PARENTS are worried $200,000 allocated for a safe crossing on Guildford Road could be sabotaged because of a funding stoush on Bayswater council

The road is so dangerous to cross that several parents refuse to walk their kids to local schools and are driving instead, despite the short distance.

Karen Bedell crosses Guildford Road six times a day to walk her daughter and son to St Columba’s primary school and pre-kindy.

“I must admit it’s an absolute nightmare to cross, but I want my kids to get some exercise and walk to school,” she says.

“You’re perched on a tiny median strip and trucks and cars are shooting by. It’s not ideal.

“There used to be a lollipop man on Guildford Road but he was removed about five years ago because it was so dangerous.

“I refuse to make a five-minute car journey when we live so close by.”

“There used to be a lollipop man on Guildford Road but he was removed about five years ago because it was so dangerous.”

Cr Mike Anderton is fuming the council pledged the crossing money to the WA main roads department, saying it’s a state government responsibility. Numerous attempts to win state funding for the project, including a petition to the parliament in 2010, had failed.

In 2013 the department rejected a request from the primary school, claiming not enough people would use a crossing.

“I was shocked to hear that we had pledged $200,000 to the state government, on the eve of the budget, to do work they should be paying for,” he fumed.

He tried but failed to remove the funding from the budget but parents remain nervous as he’s intimated he’ll seek a formal rescission.

Bayswater primary P&C president Stephanie Baily says children’s safety comes before council and state government funding spats.

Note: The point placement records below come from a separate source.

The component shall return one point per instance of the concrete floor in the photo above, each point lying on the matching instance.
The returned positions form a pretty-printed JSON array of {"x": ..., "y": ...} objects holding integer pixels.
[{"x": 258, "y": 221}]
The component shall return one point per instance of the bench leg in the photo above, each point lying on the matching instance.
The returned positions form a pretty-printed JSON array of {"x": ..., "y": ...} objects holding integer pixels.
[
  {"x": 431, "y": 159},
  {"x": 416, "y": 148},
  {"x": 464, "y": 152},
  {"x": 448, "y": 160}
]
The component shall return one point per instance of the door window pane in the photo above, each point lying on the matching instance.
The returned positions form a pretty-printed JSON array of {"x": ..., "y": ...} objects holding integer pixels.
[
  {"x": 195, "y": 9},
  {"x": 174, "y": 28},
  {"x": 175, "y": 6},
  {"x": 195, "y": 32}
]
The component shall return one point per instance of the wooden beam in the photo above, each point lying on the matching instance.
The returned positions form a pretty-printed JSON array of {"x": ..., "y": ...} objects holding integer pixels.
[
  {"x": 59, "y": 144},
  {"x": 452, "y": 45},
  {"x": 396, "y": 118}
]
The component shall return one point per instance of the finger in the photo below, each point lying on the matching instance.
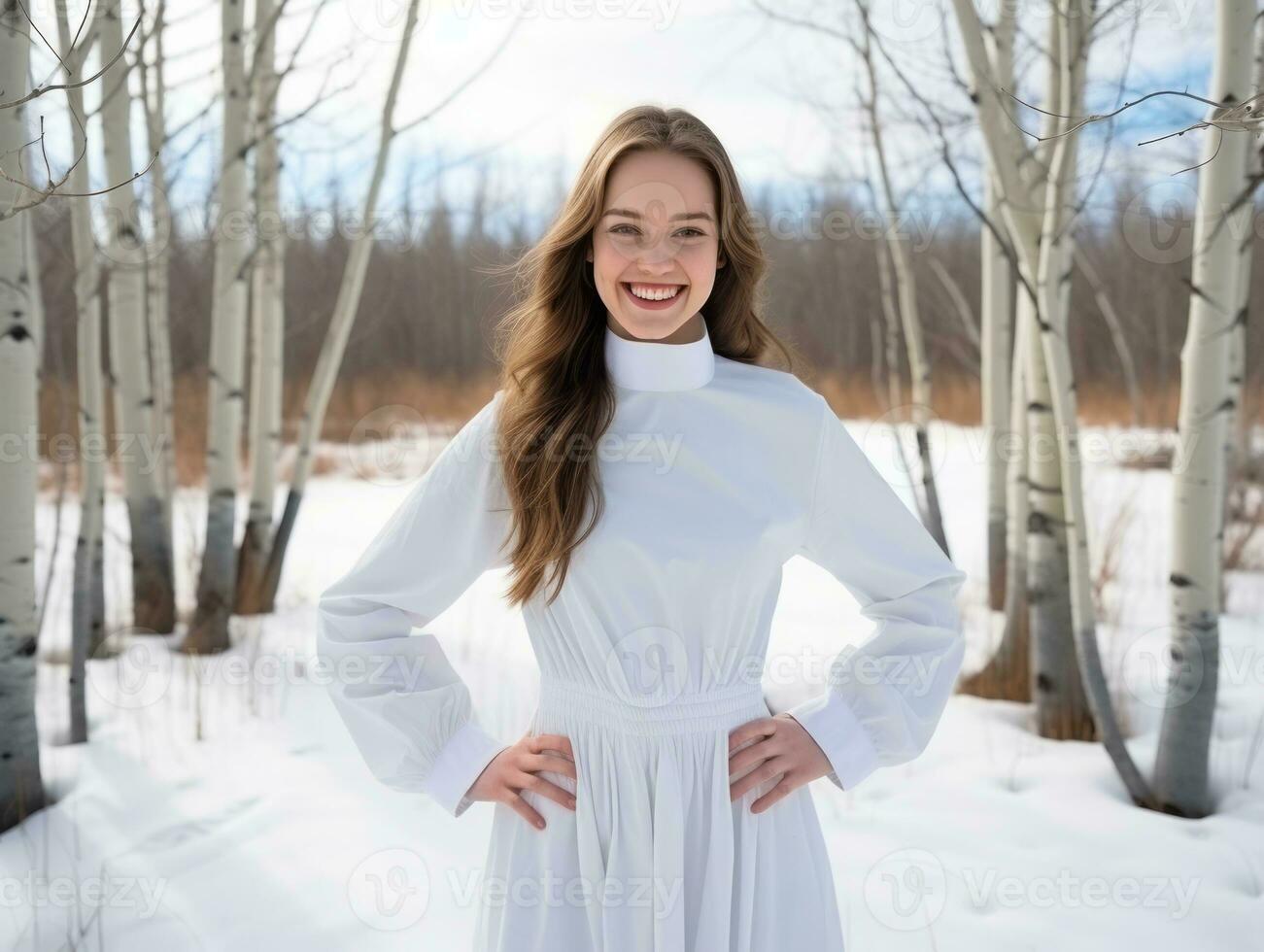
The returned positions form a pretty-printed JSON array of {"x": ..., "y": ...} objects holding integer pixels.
[
  {"x": 751, "y": 758},
  {"x": 551, "y": 741},
  {"x": 522, "y": 808},
  {"x": 546, "y": 788},
  {"x": 781, "y": 791},
  {"x": 769, "y": 770},
  {"x": 551, "y": 762}
]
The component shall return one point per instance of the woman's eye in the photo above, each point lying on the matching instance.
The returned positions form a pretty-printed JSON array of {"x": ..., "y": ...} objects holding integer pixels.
[{"x": 683, "y": 233}]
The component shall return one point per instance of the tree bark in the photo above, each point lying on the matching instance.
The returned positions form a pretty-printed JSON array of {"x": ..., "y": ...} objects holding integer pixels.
[
  {"x": 1198, "y": 465},
  {"x": 21, "y": 791},
  {"x": 209, "y": 631},
  {"x": 152, "y": 582}
]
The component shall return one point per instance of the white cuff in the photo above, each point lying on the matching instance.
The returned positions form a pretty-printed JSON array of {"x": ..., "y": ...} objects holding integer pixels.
[
  {"x": 459, "y": 764},
  {"x": 837, "y": 731}
]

“Just last week a bus driver pulled his bus across the lanes of traffic so that we could safely make it to the centre island,” a local mum recently wrote.

“This was after there had been three light changes without us successfully being able to make it to the middle.

“We would walk more often if it was safer to do so as the children really enjoy the experience.”

Ms Baily plans to write to WA transport minister Dean Nalder to keep pressure on the government to approve the crossing.